A very on-target column by Cato’s Leon Hadar argues that the United States should keep a low profile when it comes to the Middle East.
Not only is the situation pretty much an intractable civil war over long-disputed territory, but there’s no convincing rationale for why the United States should stick its neck out. In addition to sending Colin Powell in with a pair of kneepads so he can beg and plead for some kind of peace, some pundits say the U.S. should send troops into the region to help out. Hadar writes:
But those critics have still to come up with a rationale for placing the Israel/Palestine conflict at the top of U.S. foreign policy. Or, to put it differently, they should explain to the American people why a benign neglect approach toward that conflict would have an adverse affect on core U.S. national interests. In fact, raising the U.S. diplomatic and military role as part of a Palestinian-Israeli peacemaking strategy would not only harm U.S. interests, it would not help resolve the bloody dispute.

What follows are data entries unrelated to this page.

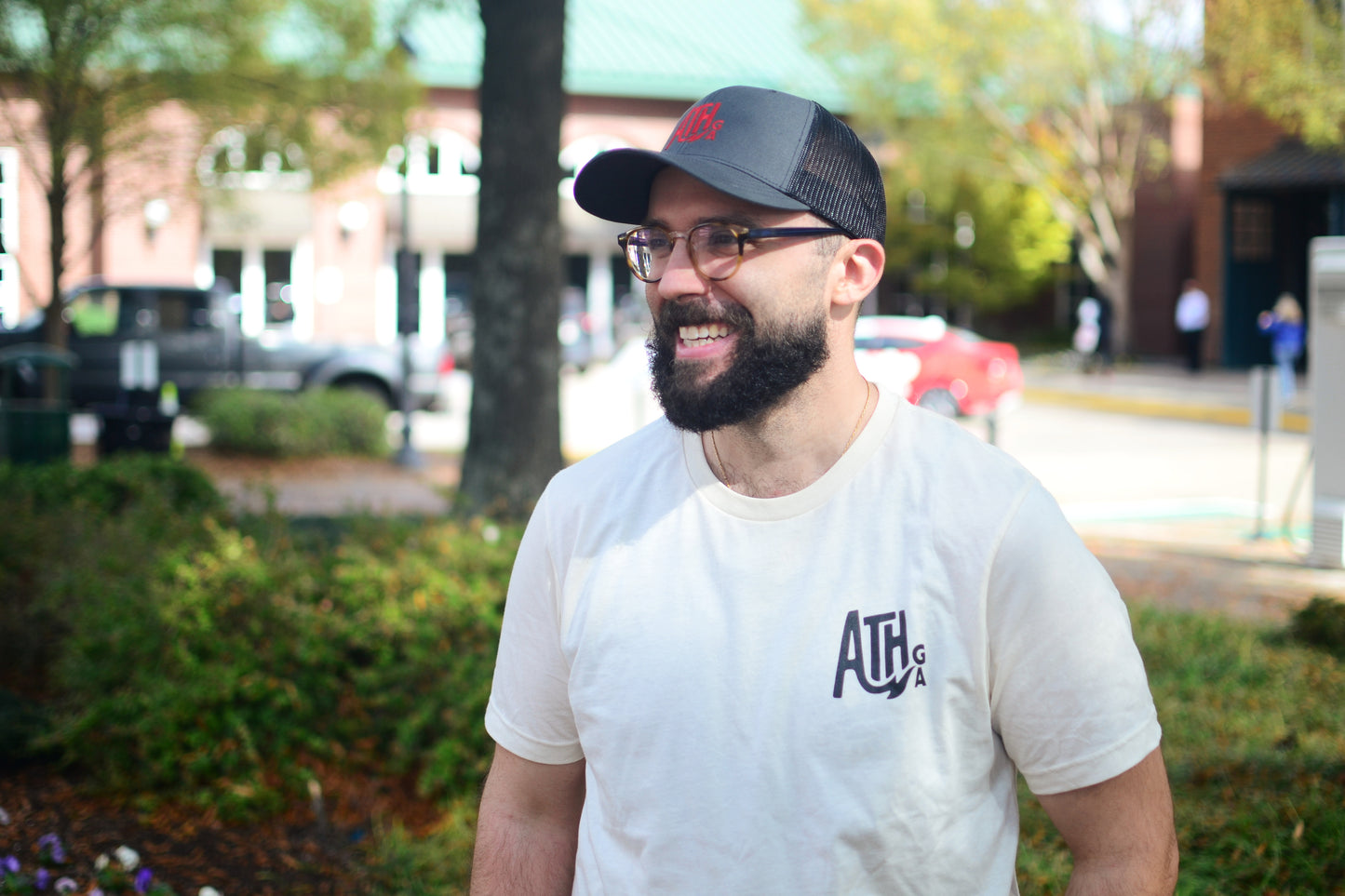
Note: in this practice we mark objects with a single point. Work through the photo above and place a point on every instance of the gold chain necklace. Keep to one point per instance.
(868, 391)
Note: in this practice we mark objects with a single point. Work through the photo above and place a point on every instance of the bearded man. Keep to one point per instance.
(800, 636)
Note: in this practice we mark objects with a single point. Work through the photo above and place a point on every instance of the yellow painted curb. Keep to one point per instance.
(1290, 421)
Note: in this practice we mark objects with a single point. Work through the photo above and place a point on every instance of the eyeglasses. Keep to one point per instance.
(716, 247)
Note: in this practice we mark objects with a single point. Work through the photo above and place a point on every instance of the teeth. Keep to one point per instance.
(704, 334)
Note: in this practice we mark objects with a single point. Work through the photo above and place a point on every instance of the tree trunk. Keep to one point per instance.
(514, 443)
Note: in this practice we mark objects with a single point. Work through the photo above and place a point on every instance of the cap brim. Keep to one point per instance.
(615, 186)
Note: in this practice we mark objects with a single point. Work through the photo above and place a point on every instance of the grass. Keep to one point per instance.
(1254, 736)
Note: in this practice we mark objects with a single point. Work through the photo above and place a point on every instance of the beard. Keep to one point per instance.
(767, 365)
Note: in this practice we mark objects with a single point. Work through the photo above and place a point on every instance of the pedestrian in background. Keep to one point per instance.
(1093, 337)
(1284, 328)
(1191, 320)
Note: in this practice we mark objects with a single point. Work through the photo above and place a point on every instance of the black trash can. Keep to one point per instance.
(34, 428)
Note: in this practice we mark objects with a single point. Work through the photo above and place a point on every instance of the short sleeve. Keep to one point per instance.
(529, 711)
(1069, 696)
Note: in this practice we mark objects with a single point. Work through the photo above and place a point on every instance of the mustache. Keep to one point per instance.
(680, 314)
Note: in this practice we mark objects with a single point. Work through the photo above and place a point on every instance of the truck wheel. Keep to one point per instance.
(371, 389)
(939, 401)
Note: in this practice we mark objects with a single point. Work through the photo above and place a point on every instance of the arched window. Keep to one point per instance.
(438, 163)
(253, 159)
(577, 155)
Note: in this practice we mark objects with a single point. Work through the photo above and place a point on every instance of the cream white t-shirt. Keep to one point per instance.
(822, 693)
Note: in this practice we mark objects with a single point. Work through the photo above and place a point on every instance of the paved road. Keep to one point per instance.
(1160, 471)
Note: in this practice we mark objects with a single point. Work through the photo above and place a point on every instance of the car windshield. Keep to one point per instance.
(27, 325)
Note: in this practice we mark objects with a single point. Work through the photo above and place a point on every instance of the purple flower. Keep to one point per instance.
(50, 844)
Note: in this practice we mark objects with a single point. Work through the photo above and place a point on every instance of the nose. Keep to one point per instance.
(680, 277)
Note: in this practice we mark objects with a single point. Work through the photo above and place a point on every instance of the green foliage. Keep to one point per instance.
(1254, 738)
(434, 865)
(1030, 92)
(1323, 624)
(1297, 73)
(69, 530)
(1015, 240)
(311, 422)
(235, 658)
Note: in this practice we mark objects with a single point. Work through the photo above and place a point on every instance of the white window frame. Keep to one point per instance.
(9, 235)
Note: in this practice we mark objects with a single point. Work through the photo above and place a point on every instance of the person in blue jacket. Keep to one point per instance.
(1284, 328)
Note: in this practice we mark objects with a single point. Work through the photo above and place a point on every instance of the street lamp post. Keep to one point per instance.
(408, 317)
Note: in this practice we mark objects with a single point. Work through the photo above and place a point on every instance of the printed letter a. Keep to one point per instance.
(852, 653)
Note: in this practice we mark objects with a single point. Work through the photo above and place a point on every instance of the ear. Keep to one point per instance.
(861, 264)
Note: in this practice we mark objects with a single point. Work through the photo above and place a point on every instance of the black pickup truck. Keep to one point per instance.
(199, 344)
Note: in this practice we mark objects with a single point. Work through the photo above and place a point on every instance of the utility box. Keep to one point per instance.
(1326, 377)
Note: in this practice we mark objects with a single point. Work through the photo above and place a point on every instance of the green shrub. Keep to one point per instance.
(220, 673)
(1323, 624)
(70, 531)
(272, 424)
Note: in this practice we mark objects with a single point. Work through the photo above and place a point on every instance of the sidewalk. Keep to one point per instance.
(1224, 557)
(1199, 549)
(1160, 389)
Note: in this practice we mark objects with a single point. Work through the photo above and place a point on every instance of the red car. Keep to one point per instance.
(946, 368)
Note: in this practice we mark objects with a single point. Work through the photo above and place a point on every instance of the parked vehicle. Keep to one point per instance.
(195, 341)
(946, 368)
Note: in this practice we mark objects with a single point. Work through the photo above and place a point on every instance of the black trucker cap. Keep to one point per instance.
(761, 145)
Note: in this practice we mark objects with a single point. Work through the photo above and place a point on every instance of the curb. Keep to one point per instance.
(1290, 421)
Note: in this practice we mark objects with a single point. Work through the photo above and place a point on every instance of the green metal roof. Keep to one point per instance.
(638, 48)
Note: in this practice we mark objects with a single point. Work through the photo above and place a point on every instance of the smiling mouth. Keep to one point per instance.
(698, 337)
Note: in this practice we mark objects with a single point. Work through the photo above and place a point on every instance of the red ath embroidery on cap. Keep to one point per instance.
(697, 124)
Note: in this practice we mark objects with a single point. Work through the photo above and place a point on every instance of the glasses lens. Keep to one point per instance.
(716, 249)
(647, 250)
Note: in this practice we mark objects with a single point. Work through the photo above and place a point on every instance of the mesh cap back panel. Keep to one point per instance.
(840, 181)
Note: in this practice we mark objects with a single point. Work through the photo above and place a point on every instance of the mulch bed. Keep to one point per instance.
(298, 853)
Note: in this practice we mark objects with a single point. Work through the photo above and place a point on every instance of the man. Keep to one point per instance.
(1191, 317)
(800, 636)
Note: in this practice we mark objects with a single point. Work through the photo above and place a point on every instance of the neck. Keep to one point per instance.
(792, 446)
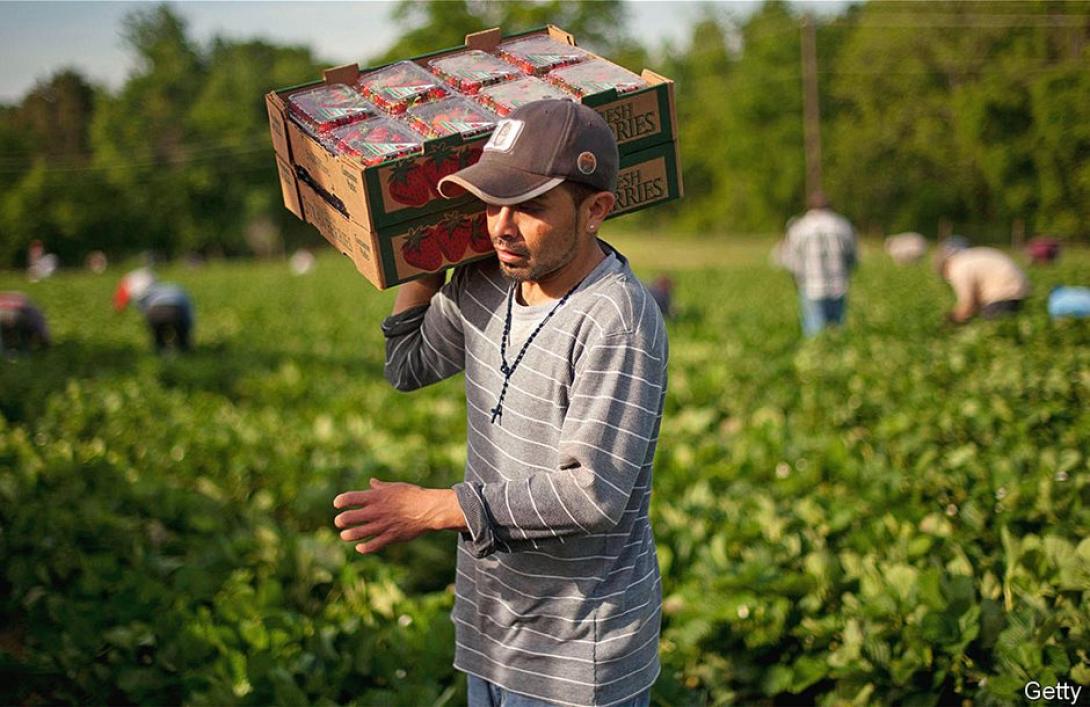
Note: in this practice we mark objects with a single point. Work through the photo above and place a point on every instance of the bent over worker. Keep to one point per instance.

Right on the money. We have a lot to lose in the Middle East — and Sept. 11 suggested to a small extent what has already been lost — but very little to gain. The future of Israel is a worthwhile concern, and all decent people want to see an end to the bloodshed in the region, but not only does an American heavy hand heighten our country’s security risk, it delays the day of reckoning when the two parties –realizing that there’s no one to look to for salvation but each other — will work out some kind of agreement, no matter how unsatisfactory to both parties.
I have no problem with having the U.S. diplomatic corps act as an “honest broker,” but the United States should get its dogs out of the fight. Stop funding Israel, Egypt, etc., and let these two puppies fight it out until their too tired and need to lick their wounds.